Saturday 23 April 2011

Kate Atkinson: Started Early, Took My Dog

I love Kate Atkinson’s novels - it’s not often that you get good prose writing and intricate characterisation in a thriller. Usually they’re plot-driven. But in hers you know you’re in for a feast of good writing as well as an interesting plot.
Started Early,  Took My Dog  is another novel in the sequence of her Jackson Brodie books and this time he’s on the trail of an adopted child’s birth family. Jackson witnesses a small dog being beaten in a park and snatches it from its owner. On the same day a retired police officer, now working as a security guard at a shopping mall, impulsively acquires an abused and neglected child at a bus stop.
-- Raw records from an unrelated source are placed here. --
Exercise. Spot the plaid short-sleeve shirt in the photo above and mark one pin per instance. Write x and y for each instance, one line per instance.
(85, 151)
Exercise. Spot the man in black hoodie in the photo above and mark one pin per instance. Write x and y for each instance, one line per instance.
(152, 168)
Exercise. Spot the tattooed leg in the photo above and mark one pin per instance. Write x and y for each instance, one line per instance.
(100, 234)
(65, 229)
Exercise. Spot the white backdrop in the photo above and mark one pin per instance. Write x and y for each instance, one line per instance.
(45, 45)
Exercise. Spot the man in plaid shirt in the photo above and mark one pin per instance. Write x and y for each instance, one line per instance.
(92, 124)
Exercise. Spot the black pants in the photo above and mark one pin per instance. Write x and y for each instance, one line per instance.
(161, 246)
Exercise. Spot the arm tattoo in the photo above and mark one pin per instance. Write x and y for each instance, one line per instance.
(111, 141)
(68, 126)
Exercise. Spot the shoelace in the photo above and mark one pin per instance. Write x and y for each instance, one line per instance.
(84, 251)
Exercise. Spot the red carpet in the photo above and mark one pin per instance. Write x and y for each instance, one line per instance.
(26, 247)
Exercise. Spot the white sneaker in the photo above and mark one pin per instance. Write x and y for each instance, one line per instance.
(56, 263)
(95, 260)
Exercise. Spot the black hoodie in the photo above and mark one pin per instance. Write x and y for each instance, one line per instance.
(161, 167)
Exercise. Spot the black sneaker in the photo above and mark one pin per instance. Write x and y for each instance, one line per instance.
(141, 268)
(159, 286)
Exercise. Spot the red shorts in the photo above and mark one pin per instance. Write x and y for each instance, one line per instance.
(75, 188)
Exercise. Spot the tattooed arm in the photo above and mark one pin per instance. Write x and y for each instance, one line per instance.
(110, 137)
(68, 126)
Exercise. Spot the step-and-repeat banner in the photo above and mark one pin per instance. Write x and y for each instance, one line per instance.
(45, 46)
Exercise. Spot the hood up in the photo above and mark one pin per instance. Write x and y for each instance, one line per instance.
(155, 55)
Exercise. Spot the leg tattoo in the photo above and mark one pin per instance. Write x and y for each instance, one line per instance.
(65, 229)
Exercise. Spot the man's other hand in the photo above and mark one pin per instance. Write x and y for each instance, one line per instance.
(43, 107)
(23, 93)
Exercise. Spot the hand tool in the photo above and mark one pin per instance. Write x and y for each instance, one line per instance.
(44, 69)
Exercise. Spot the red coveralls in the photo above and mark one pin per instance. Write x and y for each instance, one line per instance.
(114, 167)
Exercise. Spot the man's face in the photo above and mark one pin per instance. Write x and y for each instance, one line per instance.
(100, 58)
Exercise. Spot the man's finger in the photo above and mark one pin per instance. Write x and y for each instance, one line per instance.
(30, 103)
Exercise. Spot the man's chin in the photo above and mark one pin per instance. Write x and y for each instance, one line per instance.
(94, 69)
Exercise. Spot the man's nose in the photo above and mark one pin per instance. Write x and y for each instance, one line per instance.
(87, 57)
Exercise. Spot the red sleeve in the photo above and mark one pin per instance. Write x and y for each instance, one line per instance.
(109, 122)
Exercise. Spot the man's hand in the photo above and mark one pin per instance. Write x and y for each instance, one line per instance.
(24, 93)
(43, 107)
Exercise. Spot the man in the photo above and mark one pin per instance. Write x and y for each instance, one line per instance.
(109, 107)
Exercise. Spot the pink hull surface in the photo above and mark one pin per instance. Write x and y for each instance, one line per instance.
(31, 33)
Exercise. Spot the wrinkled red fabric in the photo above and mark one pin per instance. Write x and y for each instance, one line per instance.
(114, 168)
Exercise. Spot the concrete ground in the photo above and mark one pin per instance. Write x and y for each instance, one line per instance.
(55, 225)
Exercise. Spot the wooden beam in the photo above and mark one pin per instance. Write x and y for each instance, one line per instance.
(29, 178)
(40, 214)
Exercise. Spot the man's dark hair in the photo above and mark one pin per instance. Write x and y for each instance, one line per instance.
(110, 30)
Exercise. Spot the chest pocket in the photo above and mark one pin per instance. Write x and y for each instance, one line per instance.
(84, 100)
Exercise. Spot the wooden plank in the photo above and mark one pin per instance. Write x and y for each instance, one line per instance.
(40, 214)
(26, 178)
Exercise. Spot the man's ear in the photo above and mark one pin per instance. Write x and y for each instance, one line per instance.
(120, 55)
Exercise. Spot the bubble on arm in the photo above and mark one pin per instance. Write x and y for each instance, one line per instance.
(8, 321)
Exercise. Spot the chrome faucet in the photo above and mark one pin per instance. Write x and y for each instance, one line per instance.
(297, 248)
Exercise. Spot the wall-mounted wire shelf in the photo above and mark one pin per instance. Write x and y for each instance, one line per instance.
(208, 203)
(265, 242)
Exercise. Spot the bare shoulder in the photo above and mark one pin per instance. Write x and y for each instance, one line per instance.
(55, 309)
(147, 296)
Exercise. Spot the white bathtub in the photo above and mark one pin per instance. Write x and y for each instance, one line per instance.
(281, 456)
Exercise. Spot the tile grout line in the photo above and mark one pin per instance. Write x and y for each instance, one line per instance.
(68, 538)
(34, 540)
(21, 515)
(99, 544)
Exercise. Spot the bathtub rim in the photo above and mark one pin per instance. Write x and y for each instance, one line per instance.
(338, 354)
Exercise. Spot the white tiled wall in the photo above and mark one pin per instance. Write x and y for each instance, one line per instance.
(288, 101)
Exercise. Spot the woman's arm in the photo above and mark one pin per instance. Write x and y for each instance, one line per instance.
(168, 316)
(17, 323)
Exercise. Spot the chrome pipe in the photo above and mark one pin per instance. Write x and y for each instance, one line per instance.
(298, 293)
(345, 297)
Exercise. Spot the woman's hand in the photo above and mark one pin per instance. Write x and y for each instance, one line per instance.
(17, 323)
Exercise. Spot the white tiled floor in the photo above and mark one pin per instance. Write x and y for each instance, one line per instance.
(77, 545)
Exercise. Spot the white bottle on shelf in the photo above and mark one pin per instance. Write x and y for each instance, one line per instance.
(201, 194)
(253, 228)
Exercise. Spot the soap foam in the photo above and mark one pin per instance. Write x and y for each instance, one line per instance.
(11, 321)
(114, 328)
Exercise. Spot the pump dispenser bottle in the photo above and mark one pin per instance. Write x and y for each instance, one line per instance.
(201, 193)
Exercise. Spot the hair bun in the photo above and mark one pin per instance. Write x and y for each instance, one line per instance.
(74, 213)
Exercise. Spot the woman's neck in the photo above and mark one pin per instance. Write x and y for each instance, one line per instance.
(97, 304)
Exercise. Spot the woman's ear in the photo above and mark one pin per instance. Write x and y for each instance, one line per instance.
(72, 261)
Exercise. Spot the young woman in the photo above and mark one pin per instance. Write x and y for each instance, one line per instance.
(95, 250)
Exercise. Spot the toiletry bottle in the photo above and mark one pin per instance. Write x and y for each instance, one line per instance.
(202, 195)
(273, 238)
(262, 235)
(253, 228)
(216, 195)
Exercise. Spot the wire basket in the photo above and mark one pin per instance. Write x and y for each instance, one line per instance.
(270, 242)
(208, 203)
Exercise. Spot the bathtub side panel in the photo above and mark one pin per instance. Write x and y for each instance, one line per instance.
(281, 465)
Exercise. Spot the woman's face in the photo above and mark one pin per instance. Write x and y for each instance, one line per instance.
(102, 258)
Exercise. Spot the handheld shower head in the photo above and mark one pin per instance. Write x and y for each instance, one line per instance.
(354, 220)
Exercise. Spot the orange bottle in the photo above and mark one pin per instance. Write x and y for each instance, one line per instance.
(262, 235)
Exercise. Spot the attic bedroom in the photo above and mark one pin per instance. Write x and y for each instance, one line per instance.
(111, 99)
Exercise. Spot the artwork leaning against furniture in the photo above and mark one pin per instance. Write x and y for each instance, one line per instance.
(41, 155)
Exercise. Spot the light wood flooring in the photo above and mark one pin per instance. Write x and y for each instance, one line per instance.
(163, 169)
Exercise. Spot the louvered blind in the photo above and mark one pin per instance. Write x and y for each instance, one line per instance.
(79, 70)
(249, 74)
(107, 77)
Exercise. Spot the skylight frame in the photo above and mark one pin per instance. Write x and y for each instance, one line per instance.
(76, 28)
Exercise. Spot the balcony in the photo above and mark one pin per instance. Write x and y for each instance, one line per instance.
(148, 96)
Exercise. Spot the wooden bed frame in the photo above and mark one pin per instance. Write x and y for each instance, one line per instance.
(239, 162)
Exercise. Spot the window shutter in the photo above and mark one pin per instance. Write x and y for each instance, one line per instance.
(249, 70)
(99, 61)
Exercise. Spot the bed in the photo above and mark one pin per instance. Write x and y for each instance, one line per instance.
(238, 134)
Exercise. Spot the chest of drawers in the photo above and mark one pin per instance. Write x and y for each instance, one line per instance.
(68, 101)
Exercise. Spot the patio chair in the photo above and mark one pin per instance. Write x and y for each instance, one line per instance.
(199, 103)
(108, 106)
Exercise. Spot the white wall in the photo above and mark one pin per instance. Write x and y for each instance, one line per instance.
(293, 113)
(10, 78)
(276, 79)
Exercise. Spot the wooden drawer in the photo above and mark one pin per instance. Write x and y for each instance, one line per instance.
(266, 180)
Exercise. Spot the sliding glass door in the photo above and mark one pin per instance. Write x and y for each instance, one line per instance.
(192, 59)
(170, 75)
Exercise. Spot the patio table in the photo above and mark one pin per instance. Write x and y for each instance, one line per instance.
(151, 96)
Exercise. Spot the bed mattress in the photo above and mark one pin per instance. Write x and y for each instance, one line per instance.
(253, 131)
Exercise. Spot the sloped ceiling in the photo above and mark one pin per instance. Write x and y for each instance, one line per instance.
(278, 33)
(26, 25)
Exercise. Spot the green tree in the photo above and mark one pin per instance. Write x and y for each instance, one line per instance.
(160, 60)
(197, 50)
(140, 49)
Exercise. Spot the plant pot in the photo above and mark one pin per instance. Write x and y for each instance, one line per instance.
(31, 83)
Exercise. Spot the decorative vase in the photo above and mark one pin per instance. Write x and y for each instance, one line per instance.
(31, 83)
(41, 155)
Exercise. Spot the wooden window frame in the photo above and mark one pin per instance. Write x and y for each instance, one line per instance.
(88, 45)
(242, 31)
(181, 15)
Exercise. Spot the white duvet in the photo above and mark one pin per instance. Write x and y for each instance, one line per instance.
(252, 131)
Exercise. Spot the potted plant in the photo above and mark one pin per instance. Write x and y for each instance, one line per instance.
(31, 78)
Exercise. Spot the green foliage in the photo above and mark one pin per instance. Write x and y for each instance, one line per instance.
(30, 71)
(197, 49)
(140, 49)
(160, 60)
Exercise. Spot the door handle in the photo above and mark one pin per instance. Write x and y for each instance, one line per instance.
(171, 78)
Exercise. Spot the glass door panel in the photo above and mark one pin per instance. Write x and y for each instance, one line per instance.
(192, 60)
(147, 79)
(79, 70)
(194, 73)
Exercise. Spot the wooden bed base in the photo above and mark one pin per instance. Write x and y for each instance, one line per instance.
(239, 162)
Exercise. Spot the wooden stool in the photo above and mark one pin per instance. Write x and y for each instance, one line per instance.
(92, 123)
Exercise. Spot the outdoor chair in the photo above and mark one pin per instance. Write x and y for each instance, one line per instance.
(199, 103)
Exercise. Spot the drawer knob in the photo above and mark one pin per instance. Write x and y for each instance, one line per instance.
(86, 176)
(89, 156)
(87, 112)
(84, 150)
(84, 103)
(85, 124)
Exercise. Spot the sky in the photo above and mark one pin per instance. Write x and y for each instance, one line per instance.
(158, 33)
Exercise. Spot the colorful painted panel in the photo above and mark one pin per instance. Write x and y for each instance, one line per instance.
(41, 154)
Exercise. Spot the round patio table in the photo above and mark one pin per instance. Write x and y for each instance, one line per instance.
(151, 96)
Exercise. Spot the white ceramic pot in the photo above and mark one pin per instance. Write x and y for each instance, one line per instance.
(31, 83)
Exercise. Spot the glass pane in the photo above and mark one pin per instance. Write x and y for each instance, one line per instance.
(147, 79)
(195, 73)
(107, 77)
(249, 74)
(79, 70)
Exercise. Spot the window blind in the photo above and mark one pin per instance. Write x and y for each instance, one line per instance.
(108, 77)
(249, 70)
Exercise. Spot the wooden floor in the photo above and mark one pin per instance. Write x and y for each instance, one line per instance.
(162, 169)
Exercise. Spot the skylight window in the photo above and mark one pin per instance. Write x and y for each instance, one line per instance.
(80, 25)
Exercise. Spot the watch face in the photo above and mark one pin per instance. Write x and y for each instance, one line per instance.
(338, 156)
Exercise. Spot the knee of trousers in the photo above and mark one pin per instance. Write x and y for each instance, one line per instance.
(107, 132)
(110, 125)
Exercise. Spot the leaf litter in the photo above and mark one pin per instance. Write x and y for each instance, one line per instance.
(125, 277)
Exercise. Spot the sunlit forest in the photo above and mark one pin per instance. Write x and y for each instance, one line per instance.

Add into the mix an elderly actress featuring in a northern soap who is in the early stages of dementia, stir thoroughly and allow to settle. The result is fascinating and unpredictable. It involves the solution of a 30 year old crime, several corrupt police officers, an incompetent social worker and three women desperate to have a child. To say any more would be a spoiler!

Saturday 9 April 2011

Hilary Mantel: Wolf Hall

I owned this book for a year before I managed to find the time to read it and I've spent a month or so thinking about it afterwards.  I still can't make up my mind about it.  The whole, vast book is a magnificent wallow in history - Hilary Mantel gives you such a rich authenticity - the smell of it, the feel of the fabrics, the taste of the food and a glimpse of the almost casual brutality of the age.   It was slow to get into, but once in I kept on reading.  She's a fantastically skilfull writer.   Yet, at the end, I felt  (ever so slightly) dissatisfied.  Did I expect too much?  My only reservation was that I didn't quite believe the character of Thomas Cromwell - the loving husband and father (his affection beautifully evoked) somehow didn't fit credibly with a man who was widely feared by his friends and associates, a devious manipulator, ambitious entrepreneur, Henry VIII''s hitman and Mr Fixit, but apparently with a heart of gold.  It was as though the novelist liked him too much to give him the shades of darkness he needed for the plot to work.  In Tudor times, you didn't get from being a butcher's son on the wrong side of the social divide to being the Earl of Essex without getting your hands dirty.
Some people have found the structure difficult, but I didn't mind the time shifts - I felt I could trust the novelist to lead me through the story in an interesting way.   It was Thomas Cromwell himself who eluded me.  And the whole novel reads curiously like the prelude to something - Wolf Hall is still outside the narrative frame, a visit planned to fill an inconvenient gap in the king's summer progress.   It is all just about to happen.  I will have to wait for the sequel!